First competition after 13 years: MSWA OWS Round 1, Lake Leschenaultia


Let’s start from the end

1.6km, final time 23’14”, 1st in the 30~34 years old category, 4th male overall.

How I got there: the pre-race

Just to avoid doing something completely different on my first meet day, I woke up at my usual time, which is 4:30am (it’s getting similar and similar to that of a buddhist monk). Then I had my usual lemon juice with a sprinkle of salt and I drank my usual coffee. After that, I did my usual stretching and pre-workout routine. You can see, everything quite as usual. I also did some foam roll and loosen a bit my back and shoulders with two semi-hard massage balls. Sweet. While stretching I also tried some “visualization” practice: things like watching myself walking into the water, being ready for the start, doing the first 500m, feeling well in the water. I think this kind of exercises helped me a lot at during the race. Maybe too much. The line separating courage from incoscience is quite thin and I think I put a step on the wrong side, but I will talk about this later. After stretching and visualization, breakfast: oat porridge with dates and dried apricots, and also banana and mango with a bit of honey and half a spoon of double cream (give this mix a try, trust me). With this breakfast I considered closed the carb up started the day before. My swim bag was already fully packed from Saturday evening, so we left as soon as my wife was ready. The trip to lake Leschenaultia took around 50 minutes. Light warm up as soon as I arrived: the water is refreshing, 20C degrees, dark. It was amazing watching my hands reflecting the sunlight and becoming the same colour of amber, then suddenly disappearing into the dark just beneath the water surface. You simply cannot imagine this happening in a swimming pool. I finished the warm up at the same time the registration opened. My race number was 56. Good news: they wrote it on your shoulders with a marker easy to clean, not a sticky tattoo, impossible to erase.

Setting up for the race

How it happened: the race

It was not only my first race after 13 years, it was also my third open water appearance overall. This translates into virtually no experience with regards to open water events. I knew just one thing: you must start fast if you want to stay away from the group and avoid being punched, pulled or pushed under water. And so I started fast. After 100m I was surprisingly first. I couldn’t see anybody else and I wasn’t prepared being there alone. The truth is that others were just following me from behind. My balls out start surprised first of all myself, but I thought…”if I am here now, let’s try to stay here and see what happens”, so I didn’t slow down too much. I was feeling quite good at the start, then a bit more heavy toward mid race, but when I reached the turning buoy…or should I better say when we reached the buoy, because after swimming around the buoy (how do you turn effectively around a huge pink buoy? Can somebody tell me?) I was suddenly overtaken by three swimmers, and shortly after by at least other two or three. Well, my balls out tactic was now working against me. I was trying to follow from behind, which was still fine, but I was about to hit the wall now, which was not funny at all. I was feeling the air heavier and heavier in my lungs, my arms shorter and shorter, and my shoulders like marble. There, in those minutes, I felt my only four miserable months of training. I finished by following that small group ahead of me, trying to avoid being overtaken by more, only wishing to finish as soon as possible. Anyway, it was lots of fun.

Ready to go

Good and less good feelings

Being first for almost half the race felt good, hitting the wall felt less good.
Starting fast without fear felt good. Realizing too late that it was a bit too fast felt less good.
Being able to go balls out felt badass. Later, thinking that you want to finish as soon as possible felt miserable.
Going straight and being able to see the buoys felt good. Realizing that you are not good at turning around buoys felt less good.
Leading the race until almost half felt great. Being suddenly overtaken by a group of 4~5 people didn’t feel good at all.

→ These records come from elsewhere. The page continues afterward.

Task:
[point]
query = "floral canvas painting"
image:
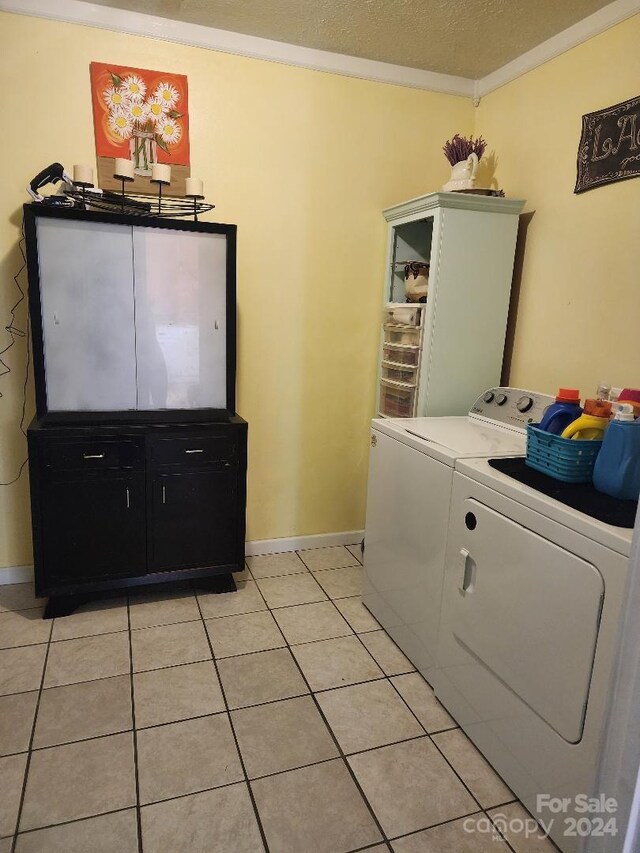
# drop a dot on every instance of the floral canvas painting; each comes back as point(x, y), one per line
point(141, 115)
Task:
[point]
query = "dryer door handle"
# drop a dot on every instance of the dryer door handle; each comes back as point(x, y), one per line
point(468, 565)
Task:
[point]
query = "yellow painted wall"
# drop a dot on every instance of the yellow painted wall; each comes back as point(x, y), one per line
point(303, 162)
point(578, 311)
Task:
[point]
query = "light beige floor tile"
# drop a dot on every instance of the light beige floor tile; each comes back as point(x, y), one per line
point(340, 583)
point(151, 609)
point(95, 617)
point(420, 697)
point(260, 677)
point(182, 758)
point(474, 770)
point(249, 632)
point(356, 550)
point(334, 557)
point(176, 693)
point(290, 590)
point(16, 720)
point(368, 715)
point(467, 835)
point(317, 809)
point(169, 645)
point(86, 659)
point(79, 780)
point(410, 786)
point(305, 623)
point(11, 778)
point(273, 565)
point(246, 599)
point(85, 710)
point(23, 628)
point(357, 615)
point(112, 833)
point(336, 663)
point(386, 653)
point(221, 820)
point(521, 830)
point(19, 596)
point(21, 669)
point(281, 736)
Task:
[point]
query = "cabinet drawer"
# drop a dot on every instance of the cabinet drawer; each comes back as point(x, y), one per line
point(94, 453)
point(197, 450)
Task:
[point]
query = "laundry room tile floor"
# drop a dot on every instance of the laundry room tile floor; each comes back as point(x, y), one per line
point(279, 718)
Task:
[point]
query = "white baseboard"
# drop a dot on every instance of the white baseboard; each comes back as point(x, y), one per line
point(299, 543)
point(24, 574)
point(16, 574)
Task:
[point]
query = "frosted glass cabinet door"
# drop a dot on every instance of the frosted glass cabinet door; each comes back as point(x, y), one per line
point(86, 291)
point(180, 295)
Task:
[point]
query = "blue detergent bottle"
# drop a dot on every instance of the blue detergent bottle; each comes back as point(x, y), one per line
point(617, 468)
point(564, 411)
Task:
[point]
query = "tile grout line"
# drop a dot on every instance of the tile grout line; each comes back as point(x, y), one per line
point(27, 766)
point(233, 731)
point(135, 731)
point(338, 747)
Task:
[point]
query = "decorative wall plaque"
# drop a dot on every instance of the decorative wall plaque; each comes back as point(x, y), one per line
point(609, 147)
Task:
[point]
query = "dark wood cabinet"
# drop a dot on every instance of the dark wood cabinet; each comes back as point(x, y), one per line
point(123, 505)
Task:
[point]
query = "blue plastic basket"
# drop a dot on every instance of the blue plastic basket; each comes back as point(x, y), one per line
point(567, 459)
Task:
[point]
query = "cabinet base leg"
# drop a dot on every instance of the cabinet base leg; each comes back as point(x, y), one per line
point(218, 583)
point(63, 605)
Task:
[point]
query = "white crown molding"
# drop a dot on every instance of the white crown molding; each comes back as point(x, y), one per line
point(584, 30)
point(107, 18)
point(151, 26)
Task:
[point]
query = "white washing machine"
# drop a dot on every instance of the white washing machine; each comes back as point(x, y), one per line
point(410, 479)
point(531, 605)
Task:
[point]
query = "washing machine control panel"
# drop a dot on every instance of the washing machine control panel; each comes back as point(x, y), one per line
point(515, 407)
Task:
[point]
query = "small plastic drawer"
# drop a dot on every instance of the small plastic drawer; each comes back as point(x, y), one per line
point(407, 335)
point(401, 354)
point(399, 372)
point(403, 314)
point(397, 399)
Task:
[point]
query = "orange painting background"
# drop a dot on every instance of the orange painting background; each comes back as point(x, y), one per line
point(109, 144)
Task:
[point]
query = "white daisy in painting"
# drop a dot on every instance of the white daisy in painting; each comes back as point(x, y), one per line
point(138, 112)
point(156, 109)
point(169, 130)
point(134, 86)
point(167, 94)
point(114, 97)
point(120, 122)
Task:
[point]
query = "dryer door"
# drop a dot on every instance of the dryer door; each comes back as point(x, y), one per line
point(528, 610)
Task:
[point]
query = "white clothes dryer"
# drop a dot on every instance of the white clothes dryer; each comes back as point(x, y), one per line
point(410, 480)
point(533, 593)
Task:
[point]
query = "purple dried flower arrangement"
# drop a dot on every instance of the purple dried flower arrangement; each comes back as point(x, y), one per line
point(459, 148)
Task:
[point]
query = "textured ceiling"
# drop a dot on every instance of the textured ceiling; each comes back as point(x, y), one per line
point(469, 38)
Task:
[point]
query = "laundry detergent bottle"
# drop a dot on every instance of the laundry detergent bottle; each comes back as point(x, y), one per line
point(564, 411)
point(592, 424)
point(617, 468)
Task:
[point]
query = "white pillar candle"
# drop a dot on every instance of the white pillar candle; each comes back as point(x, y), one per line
point(82, 175)
point(194, 187)
point(161, 173)
point(123, 168)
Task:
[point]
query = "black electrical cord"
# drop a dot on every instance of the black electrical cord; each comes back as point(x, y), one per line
point(15, 332)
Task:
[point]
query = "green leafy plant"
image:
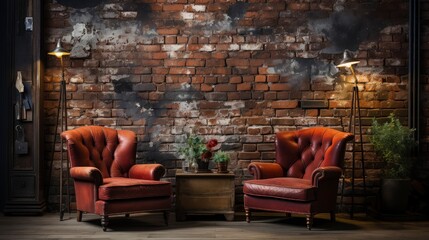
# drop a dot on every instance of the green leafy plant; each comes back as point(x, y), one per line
point(195, 149)
point(221, 157)
point(393, 142)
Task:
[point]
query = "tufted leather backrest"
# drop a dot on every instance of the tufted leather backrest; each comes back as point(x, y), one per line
point(301, 152)
point(112, 151)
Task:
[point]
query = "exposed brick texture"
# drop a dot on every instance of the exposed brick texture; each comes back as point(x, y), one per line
point(235, 70)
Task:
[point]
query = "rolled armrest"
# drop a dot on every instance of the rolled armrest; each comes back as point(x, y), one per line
point(323, 174)
point(262, 170)
point(147, 171)
point(88, 174)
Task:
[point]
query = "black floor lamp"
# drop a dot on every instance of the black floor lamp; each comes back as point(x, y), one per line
point(61, 119)
point(347, 62)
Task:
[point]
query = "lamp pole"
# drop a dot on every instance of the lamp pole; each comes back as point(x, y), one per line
point(348, 62)
point(61, 119)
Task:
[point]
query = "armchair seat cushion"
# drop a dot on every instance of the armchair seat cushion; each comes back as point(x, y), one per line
point(294, 189)
point(119, 188)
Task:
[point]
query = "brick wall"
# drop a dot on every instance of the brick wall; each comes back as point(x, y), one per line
point(237, 70)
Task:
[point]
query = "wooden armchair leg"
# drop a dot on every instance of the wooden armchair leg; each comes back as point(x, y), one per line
point(332, 216)
point(166, 217)
point(309, 221)
point(104, 222)
point(248, 214)
point(79, 216)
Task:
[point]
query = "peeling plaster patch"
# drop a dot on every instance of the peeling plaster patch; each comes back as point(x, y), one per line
point(83, 38)
point(77, 79)
point(79, 4)
point(207, 48)
point(234, 47)
point(112, 7)
point(187, 15)
point(300, 70)
point(185, 86)
point(235, 105)
point(122, 84)
point(346, 29)
point(224, 25)
point(188, 106)
point(198, 8)
point(89, 29)
point(236, 11)
point(252, 47)
point(173, 47)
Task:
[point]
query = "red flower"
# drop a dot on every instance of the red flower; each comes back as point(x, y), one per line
point(212, 143)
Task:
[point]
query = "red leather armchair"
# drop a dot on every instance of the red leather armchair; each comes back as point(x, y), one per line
point(107, 181)
point(304, 179)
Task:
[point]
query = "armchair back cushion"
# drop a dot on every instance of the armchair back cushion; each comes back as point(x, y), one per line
point(299, 153)
point(111, 151)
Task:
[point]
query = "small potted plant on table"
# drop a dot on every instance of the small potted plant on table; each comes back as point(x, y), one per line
point(221, 158)
point(196, 153)
point(393, 143)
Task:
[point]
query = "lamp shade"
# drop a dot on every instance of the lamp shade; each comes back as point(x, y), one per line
point(59, 51)
point(348, 60)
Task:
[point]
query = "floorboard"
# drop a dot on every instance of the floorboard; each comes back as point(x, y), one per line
point(263, 227)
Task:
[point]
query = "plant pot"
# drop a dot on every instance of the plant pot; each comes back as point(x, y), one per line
point(222, 167)
point(394, 195)
point(203, 167)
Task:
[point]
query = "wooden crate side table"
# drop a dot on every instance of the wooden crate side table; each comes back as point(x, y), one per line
point(205, 193)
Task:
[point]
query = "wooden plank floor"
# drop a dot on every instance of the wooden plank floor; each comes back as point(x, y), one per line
point(265, 227)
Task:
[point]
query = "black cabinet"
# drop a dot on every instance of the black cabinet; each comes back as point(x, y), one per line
point(24, 184)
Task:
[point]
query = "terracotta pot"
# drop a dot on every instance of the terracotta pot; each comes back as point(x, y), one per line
point(203, 167)
point(222, 167)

What to take home from today

  • My goal was to win my category, so I reached the goal. I wanted to do a better time, but I accept that after 4 months of training and without experience in open water races, this is what I am able to do. At least now I have a reference timing for something.
    dscf2947
    It was not a loop…
  • You don’t win long distance meets with the heart alone. You also need some brain. Starting an open water meet balls out is great only if your condition is great. If I don’t start slow the 5km next week, it will turn into a nigthmare.
  • The water was 20C degrees, but while you are racing, you don’t feel it at all. So, no more fear of cold water now.
  • My pre-race nutrition seems to be ok. Let’s have another check next week with the 5km at Champion Lake.
  • I am not good at swimming around buoys, must learn this skill.

At this point, I am satisfied with my placement, I am also satisfied that now I know what my condition is. I am not satisfied with the final time, and I am also not satisfied with how I (technically) swam and with my (complete absence of) strategic intelligence. More than strategy, it was reckleness.